Bosna Hersek’ten ayrılmanın çok zor bir karar olduğunu dile getiren Meliha İsmailoğlu, “Bosna’dan ayrılmak çok zordu. Tüm arkadaşlarımıza ve ailemize veda ederek, hayatımızın bir daha asla eskisi gibi olamayacağının farkına varmak. Ailemle benimle birlikte geldi, babam 2 hafta, annem 1 ay kaldı. 3 odalı ve yeni mobilyaları olan bir ev hazırlamışlardı bana. Evim, antrenman yaptığım spor salonundan 3 dakika uzaktaydı. Bir sözleşme imzaladım, maaş aldım ve günlük bedava yemekler yedim. Türkçe dil kursuna başladım, ikamet ve vatandaşlık başvurusunda bulundum. Eylül ayında bir okula yazıldım. Her şey daha profesyonel, daha kaliteliydi ve Gradacac’takinden çok daha iyi koşullarım vardı” dedi.
Türkiye’de güzel anılar biriktirdiğini vurgulayan başarılı voleybolcu, “Vatandaşlığımı 18 yaşımdan sonra aldım. Bu yüzden Türk Milli Takımı’nın genç kategorilerinde oynamadım. Gelişimimi hızlandırmak için herkesin milli takımda olduğu dönemde profesyonel turnuvalarda plaj voleybolu oynadım.

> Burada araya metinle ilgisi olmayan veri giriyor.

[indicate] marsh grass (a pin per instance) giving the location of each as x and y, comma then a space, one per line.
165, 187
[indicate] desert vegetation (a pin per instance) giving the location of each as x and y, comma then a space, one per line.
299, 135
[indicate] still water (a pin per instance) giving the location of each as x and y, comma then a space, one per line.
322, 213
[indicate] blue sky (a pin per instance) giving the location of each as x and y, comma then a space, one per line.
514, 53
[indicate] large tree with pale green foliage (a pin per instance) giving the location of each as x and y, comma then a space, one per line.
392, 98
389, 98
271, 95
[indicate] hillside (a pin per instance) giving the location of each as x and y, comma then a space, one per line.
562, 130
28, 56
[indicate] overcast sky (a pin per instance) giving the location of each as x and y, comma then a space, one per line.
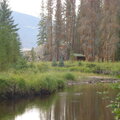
31, 7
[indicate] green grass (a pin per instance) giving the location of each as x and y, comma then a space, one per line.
43, 78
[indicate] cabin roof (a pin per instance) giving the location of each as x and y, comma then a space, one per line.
78, 55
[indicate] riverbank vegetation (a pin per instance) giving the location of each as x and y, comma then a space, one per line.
28, 79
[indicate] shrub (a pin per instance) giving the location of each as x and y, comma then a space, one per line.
61, 62
79, 63
54, 62
42, 67
21, 64
69, 76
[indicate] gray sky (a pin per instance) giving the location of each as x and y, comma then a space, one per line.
31, 7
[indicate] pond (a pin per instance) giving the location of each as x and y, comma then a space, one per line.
83, 102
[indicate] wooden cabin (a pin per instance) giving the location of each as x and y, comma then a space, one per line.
79, 57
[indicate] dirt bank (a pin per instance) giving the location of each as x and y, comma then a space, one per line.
93, 80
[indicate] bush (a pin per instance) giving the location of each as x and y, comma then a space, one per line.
61, 62
42, 67
21, 64
79, 63
54, 62
69, 76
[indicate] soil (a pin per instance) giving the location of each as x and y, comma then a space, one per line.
93, 80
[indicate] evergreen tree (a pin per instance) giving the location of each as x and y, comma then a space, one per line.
118, 44
42, 27
9, 39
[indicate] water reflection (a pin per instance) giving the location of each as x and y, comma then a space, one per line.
77, 103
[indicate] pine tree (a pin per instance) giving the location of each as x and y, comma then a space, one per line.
58, 28
42, 35
9, 39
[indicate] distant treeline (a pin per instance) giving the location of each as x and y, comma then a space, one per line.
89, 27
9, 38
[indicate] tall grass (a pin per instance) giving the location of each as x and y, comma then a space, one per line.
43, 78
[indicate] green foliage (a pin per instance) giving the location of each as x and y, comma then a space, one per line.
42, 67
115, 105
61, 62
9, 39
54, 62
69, 76
79, 63
21, 64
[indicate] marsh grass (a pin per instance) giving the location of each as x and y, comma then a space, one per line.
42, 78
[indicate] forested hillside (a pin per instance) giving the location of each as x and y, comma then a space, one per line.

Orada kum üzerinde antrenman yapmak beni çok geliştirdi ve milli takımda da oynadım. Daha sonra çok başarılı bir sezon geçirdim ve Fenerbahçe ile sözleşme imzaladım, A Milli Takım’dan çağrı aldım. O zamanlar sadece 20 yaşımdaydım. Kariyerimin en büyük adımıydı. Fenerbahçe’de 3 yıl, Eczacıbaşı’nda 2 yıl, Vakıfbank’ta 2 yıl oynadım ve Fenerbahçe’ye tekrar geri döndüm. Dünyanın en iyi oyuncularıyla en büyük 3 Türk kulübünde oynamayı ve 10 yıl Türk Milli Takımı’nda forma giymeyi başardım. Çok tecrübe kazanandım. Birçok başarı, madalyalar kazandım ama başarısızlıklar da vardı. Sonuç olarak hafızamda sadece en güzel anılar kalıyor” açıklamasını yaptı.
Milli Takım’a geldiği süreçte zorlandığını belirten Meliha İsmailoğlu, “Türk Milli Takımı’ndaki en genç oyunculardan biriydim ve bunun kolay olduğunu söyleyemem. Seviye çok yüksekti, herkes çok daha fazla deneyimliydi. Onlarla oynarken çok tecrübelendim ve çok şey öğrendim. En tecrübeli ve en yaşlı oyuncularımız 2018’de milli takımdan ayrıldığında sıra ben ve yaşıtlarımdaydı. Çok fazla deneyimimiz ve başarımız oldu. Milletler Ligi’nde final ve üçüncülük, Avrupa Şampiyonası’nda final ve üçüncülük, Tokoya’daki Olimpiyatlar için Avrupa elemelerinde birincilik. Olimpiyatlar’da 5. olduk. Çok deneyimli rakiplere karşı savaşan ve hala podyumda olmayı başaran genç bir jenerasyonduk. Ancak, her zaman altın madalyaya yakındık. Bu yıl, bu altın madalyayı nihayet Avrupa Şampiyonası’nda ve Milletler Ligi’nde kazandık. Gelecek yıl olimpiyatlarda da altın madalya kazanma konusunda umutlarımız var” ifadelerini kullandı.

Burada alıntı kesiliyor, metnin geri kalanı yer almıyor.